Editorial

Toledo y la mano larga de la justicia

jueves, 25 de julio de 2019 · 00:15

Es el único que faltaba de la lista de los expresidentes peruanos más recientes. Alejandro Toledo ha sido detenido en Estados Unidos tras una solicitud de extradición realizada por la justicia de su país que quiere investigarlo por cargos de corrupción relacionados con el bullado caso Odebrecht.

Toledo, quien gobernó su país de 2001 a 2006, fue detenido en una localidad al norte de California y esperará a una audiencia a realizarse el viernes, informó el Departamento de Justicia de Estados Unidos. Un juez verá su caso y tomará una decisión sobre los pasos a seguir.

El exmandatario es acusado de haber recibido 20 millones de dólares de Odebrecht, la empresa constructora brasileña que se encuentra en el centro del mayor escándalo de corrupción de América Latina y que ha sacudido la política de varios países, especialmente Perú. 

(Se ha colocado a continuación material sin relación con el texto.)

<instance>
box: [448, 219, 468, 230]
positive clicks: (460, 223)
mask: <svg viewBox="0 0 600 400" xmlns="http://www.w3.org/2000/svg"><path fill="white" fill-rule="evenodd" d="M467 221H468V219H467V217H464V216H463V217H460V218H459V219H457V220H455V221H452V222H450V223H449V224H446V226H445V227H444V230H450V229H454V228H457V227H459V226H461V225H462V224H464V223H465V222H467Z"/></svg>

Toledo es uno de los cuatro expresidentes peruanos que fueron absorbidos por el vasto escándalo de Odebrecht: Pedro Pablo Kuczynski, que está detenido, y Ollanta Humala, ahora en libertad, esperan juicios en su contra sobre la recepción de presuntas coimas de la empresa brasileña. El cuarto involucrado, Alan García, se suicidó en abril pasado para evitar su detención.

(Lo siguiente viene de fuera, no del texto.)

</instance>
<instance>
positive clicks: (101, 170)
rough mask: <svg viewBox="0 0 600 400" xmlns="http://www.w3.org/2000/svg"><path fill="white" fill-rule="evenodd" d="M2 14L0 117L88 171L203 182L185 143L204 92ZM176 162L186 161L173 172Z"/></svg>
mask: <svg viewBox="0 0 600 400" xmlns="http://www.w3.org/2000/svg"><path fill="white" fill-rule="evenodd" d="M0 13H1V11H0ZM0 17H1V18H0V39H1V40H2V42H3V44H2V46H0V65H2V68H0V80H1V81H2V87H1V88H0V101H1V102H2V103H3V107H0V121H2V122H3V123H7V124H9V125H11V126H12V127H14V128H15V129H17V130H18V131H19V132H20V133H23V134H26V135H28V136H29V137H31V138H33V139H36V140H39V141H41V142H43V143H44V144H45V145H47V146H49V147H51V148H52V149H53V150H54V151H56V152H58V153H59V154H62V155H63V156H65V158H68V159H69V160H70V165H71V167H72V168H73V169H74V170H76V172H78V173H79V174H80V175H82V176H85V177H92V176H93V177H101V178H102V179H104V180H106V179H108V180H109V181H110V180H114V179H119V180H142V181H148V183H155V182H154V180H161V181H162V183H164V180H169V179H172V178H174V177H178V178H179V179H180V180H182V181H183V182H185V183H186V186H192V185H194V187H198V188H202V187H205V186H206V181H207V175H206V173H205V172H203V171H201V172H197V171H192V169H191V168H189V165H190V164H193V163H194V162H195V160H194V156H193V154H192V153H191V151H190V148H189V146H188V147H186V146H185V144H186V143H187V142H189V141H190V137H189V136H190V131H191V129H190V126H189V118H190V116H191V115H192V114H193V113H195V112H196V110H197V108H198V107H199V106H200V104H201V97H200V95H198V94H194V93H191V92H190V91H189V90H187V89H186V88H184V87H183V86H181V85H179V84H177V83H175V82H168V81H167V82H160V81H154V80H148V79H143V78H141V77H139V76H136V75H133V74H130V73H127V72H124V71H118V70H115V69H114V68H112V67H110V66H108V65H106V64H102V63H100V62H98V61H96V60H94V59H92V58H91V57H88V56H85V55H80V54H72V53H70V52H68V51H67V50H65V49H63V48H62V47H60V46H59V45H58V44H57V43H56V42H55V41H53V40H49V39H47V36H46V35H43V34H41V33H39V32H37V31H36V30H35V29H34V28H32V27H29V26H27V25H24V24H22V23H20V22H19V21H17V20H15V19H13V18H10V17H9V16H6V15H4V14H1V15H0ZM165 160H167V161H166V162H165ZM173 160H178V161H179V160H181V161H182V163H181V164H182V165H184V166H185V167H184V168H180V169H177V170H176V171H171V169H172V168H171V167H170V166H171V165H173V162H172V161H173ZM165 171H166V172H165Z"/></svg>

Odebrecht admitió haber pagado 800 millones de dólares a funcionarios de toda la región a cambio de lucrativos contratos de obras públicas. Toledo ha negado enfáticamente haber cometido algún delito.

Un quinto expresidente, Alberto Fujimori, está detenido en una clínica acusado de serias violaciones a los derechos humanos. Su hija, la excandidata a la presidencia Keiko Fujimori, también está detenida por haber recibido, supuestamente, donaciones ilegales de Odebrecht.

Esta terrible situación política peruana, que demuestra cómo la corrupción llega a los niveles más altos de ese país, también establece que la justicia trabaja de manera independiente. En Perú, a diferencia de Bolivia y otras naciones, los jueces y fiscales actúan libremente, intentando absolver las dudas de corrupción y otros delitos cometidos por sus máximas autoridades.

La detención de Toledo, además, muestra cómo hasta los más poderosos son susceptibles de caer en manos de la justicia. 

Los expresidentes de Brasil  Lula Da Silva  y de Argentina Cristina Fernández de Kirchner  también son investigados, lo mismo que mandatarios de otras naciones. Los que abusan del poder, los que se corrompen y violan los derechos humanos no pueden esconderse por siempre. Y esa es una enseñanza también para los políticos bolivianos.